10. Lessons learned from FOSS
● Example:
● Translation task in Ubuntu’s Launchpad, and how it is
displayed to users.
● The visualization clearly depicts the size of the task and
how much has already been done.
● To be able to address and solve specific tasks is more
rewarding.
● We have more feedback on how the project was before
and after each contribution.
11. Calculate tasks in OSM
● With several different techniques (ETL-
GIS), we calculate well defined and
assignable mapping tasks.
● OSM mappers can choose to pick up a task,
from a list of many generated ones.
● The community has more feedback over what is
already done and what they need to do.
● It is good for their involvement and motivation.
● You can always forget the task pool and do
whatever you want.
12. Simple example
● We start by grabbing all McDonald’s restaurants
from the company’s website
● Parsing techniques are used to extract the
information about each restaurant, from the web
pages
● This information is compared with the restaurants
already mapped in the OSM map
● The difference is converted to mapping tasks,
separated by municipality
● So, one simple task is “map the 1 missing
McDonald’s of the 4 existing in Braga”
13. How to do it: general approach
1.find a suitable (either official or credible) source
of information,
2.get the full list of available features,
3.capture all the necessary (or available)
information about each feature and put it in a
geospatial database,
4.compare the captured data with OSM data using
geographical units (either districts, municipalities,
parish) that are suitable for a task,
5.generating suitable visualization (tabular and
geographic)
17. Additional Challenges
● When a more complete map does not exist?
● In many places or for some kinds of feature, there
aren’t complete maps or other sources of
information to serve as a basis for task computation
● How do we calculate tasks, if we don’t know how
many features are there in the real world?

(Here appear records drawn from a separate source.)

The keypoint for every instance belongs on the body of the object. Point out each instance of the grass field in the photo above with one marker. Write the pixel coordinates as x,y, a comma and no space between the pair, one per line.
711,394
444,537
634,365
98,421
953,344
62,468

● For such cases, we need to estimate the number
and location of the features.
● Using such estimated values, we are able to create
tasks for this class of problems.
18. Additional Challenges
● What if the sources are not always correct and complete?
● In fact, there is no problem at all. The source data is used to calculate
tasks: not to be imported.
● Only data personally captured by volunteers is added to the map.
● Using the McDonald’s example:
● The were restaurants missing from the official website but already mapped in OSM.
● The average location difference between the OSM and McDonald’s website
reported position was almost 200m.
● The maximum difference between the McDonald’s reported position and OSM
mapped position was 540m.
● Even with differences in the number of restaurants (by Nov. 2010, 7
existing restaurants were not reported on the official website), and
positional errors, we were able to create tasks and suggest them to the
community.
● In some cities, for example, the computed McDonald’s OSM coverage percentage
was 133%.
19. Additional Challenges
● How can we track the changes over time?
● Over time some McDonald’s restaurants might close and new ones will appear. The
same happens with ATM machines, recycling facilities, etc.
● How can these changes be addressed by our task calculator? It is not easy.
● Two approaches can be considered:
● The first one, is to periodically check the source website, and check if changes exist. Whenever
changes occur, specific tasks can be re-computed and suggested to OSM users.
● The second approach can use the feature’s date and time of last editing, either to detect low
activity or to check if the feature is still valid.
– What low activity means? Everything is already mapped? The community is not updating the map?
● Right now, we only have done some preliminary work to identify spots of low activity in
OSM.
● This will be a major challenge when OSM will be almost completed: contributions will
be more related with features updates then new ones.
20. Conclusions
● While PPGIS still has low participation, VGI is
engaging users in the spatial realm
● VGI makes people aware of their neighbourhood
● Less skilled users needs some additional support to
became autonomous in VGI
● Case study: how to compute well defined and
assignable mapping tasks is OSM
● The general approach
● Other additional approaches
● The techniques used (mostly scripting) are available
on the OSM Wiki, and can be reproduced.